Software Error Likely Killed MGS Spacecraft

Aglassis writes "NASA investigators have determined that a software update performed in June of 2006 may have doomed the 10-year-old spacecraft. Apparently the software error caused the solar arrays to drive against a mechanical stop which then forced the spacecraft into safe mode. Unfortunately, after that the spacecraft's radiator was pointed at the sun which overheated the battery and destroyed it. Contact was lost with the Mars Global Surveyor spacecraft in November 2006. NASA will form an internal review board to determine formally the cause of the loss of the spacecraft and what remedial actions are needed for future missions."

3 of 199 comments (clear)

  1. YACCS -Yet Another Computer Corkup in Space by Ancient_Hacker · · Score: 4, Informative
    Just one more example of how Computer Science sint quite up to the reliability requirements of Space:
    • A missing comma in a Do-loop statement causes the first mission to Mars rocket to go off course and blow up.
    • The space-shuttle programs had a race condition that causes the first launch to be scrubbed.
    • The space-shuttle re-entry program had one important variable off by a factor of -4, causing rthe first re-entry to be a bit wobbly.
    • A Ariane guidance program had multiple basic design glitches that caused the first launch to blow up.
    • The F-16 autopilot worked very well, until the plane was deployed to Australia, where on its way there it bounced off the equator.
    • The LEM landing program didnt protect itself from spurious radar data, causing the computer to get behind.

    Aero and space are very unforgiving of human coding errors.

    1. Re:YACCS -Yet Another Computer Corkup in Space by Fishbulb · · Score: 5, Informative

      The F-16 didn't "bounce off the equator". Before it ever flew, in simulation the computer flipped the plane over when it crossed the equator due to a bug that incorrectly handled southern lattitudes. Additionally, since the computer "flip" happened instantaneously, and the f-16 can roll at much higher G forces than the pilot can take, the flip would have killed the pilot (and the F-16 would have happily continued on its way).

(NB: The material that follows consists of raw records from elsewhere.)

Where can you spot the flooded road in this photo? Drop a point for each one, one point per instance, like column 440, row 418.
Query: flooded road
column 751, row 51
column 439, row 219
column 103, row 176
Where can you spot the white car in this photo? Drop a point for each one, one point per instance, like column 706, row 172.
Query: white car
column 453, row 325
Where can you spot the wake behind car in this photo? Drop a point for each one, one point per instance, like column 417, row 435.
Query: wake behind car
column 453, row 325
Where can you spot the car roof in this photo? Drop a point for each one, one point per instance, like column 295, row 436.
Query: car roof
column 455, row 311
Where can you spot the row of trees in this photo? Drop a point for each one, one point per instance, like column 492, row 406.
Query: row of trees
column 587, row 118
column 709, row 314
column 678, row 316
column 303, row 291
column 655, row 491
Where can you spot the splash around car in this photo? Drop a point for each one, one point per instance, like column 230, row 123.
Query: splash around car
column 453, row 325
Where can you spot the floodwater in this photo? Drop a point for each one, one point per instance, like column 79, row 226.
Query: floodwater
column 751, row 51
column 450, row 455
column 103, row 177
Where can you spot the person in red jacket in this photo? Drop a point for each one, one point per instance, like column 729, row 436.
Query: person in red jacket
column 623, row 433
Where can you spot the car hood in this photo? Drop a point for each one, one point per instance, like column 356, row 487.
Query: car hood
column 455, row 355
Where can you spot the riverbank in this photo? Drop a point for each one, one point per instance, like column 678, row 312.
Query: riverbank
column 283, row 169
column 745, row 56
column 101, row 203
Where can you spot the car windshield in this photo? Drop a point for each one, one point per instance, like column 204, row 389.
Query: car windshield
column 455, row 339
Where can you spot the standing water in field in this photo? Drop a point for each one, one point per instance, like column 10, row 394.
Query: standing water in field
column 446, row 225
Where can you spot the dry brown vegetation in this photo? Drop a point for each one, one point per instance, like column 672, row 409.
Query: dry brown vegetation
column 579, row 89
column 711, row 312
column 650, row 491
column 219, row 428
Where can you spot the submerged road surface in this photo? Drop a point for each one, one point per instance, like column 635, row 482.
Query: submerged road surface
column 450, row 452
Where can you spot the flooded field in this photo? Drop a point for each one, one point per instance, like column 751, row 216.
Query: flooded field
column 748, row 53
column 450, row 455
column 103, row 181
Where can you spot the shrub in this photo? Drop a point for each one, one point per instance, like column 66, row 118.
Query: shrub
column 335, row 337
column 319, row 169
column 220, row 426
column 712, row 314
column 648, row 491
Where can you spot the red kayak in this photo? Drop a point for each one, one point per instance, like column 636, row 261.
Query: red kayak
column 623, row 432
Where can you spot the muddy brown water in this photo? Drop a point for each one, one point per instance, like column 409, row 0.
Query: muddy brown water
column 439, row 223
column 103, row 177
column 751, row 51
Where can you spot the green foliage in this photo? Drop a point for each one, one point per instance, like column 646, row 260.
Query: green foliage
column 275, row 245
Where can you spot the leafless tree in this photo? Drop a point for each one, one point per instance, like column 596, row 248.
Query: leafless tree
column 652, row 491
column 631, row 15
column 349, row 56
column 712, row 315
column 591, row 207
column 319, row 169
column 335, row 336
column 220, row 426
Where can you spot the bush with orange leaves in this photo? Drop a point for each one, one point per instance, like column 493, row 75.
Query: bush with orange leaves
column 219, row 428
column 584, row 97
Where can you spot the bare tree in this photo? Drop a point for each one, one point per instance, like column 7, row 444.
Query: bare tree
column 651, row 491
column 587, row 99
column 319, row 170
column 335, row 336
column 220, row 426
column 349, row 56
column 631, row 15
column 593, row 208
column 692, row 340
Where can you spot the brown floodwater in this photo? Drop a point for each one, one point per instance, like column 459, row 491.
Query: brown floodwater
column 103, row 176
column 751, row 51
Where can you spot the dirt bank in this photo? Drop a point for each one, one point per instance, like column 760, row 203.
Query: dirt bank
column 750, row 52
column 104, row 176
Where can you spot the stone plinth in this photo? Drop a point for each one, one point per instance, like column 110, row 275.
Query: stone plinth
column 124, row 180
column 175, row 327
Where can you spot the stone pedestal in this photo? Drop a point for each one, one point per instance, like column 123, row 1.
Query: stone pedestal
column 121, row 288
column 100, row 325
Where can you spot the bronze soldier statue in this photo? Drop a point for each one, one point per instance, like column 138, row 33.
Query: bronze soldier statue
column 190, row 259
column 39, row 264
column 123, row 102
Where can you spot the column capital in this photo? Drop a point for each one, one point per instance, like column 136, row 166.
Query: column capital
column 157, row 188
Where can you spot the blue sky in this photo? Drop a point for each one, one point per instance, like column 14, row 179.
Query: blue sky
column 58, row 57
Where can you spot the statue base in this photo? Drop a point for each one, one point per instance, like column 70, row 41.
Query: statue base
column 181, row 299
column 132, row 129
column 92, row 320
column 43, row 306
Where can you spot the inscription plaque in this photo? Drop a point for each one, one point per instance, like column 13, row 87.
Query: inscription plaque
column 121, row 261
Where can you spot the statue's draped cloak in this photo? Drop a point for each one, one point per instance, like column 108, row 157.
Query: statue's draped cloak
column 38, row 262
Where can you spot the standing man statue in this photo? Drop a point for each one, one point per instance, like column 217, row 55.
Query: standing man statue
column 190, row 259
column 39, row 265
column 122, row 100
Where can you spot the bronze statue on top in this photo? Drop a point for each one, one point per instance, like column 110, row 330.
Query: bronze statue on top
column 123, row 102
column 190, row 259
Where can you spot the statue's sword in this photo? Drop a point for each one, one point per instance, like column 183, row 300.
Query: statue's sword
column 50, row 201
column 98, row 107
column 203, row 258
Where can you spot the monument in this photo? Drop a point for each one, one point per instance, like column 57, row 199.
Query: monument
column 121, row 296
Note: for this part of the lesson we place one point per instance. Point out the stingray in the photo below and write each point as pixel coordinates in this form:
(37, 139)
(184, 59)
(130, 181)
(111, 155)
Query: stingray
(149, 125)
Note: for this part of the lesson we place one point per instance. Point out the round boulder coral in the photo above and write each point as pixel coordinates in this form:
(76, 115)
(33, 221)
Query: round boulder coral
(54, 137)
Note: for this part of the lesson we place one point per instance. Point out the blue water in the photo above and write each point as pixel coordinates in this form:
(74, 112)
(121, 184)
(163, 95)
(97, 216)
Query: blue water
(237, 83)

      http://portal.acm.org/ft_gateway.cfm?id=163293&typ e=pdf&coll=GUIDE&dl=GUIDE&CFID=11154656&CFTOKEN=19 136062

  2. Re:Better than a metric-English conversion error by iamlucky13 · · Score: 4, Informative

    It wasn't one engineer. It was a team effort. And it wasn't a very simple matter of "forgetting". Several factors combined, including re-use of code from the MGS mission (a conversion factor was in the old code, but not recognized when the code was adapted for the doomed MCO) and budget constraints that limited pre-flight testing (so bug was missed...and in fact might have still been missed even with more testing). The effects of the bug were also subtle enough that 3 minor main engine firings were conducted without enough error showing up to reveal the problem. It wasn't until the long orbital insertion firing that the error in the trajectory became noticeable, and by then it was too late. The team's first clue something was wrong was when the spacecraft didn't radio home after the engine burn.

    The details are really convoluted, but the Wikipedia page on the mission has a decent write up explaining how the mistake was made, with additional resources cited. The PDF paper giving a perspective from the MCO team is particularly revealing, if you've got some time on your hands.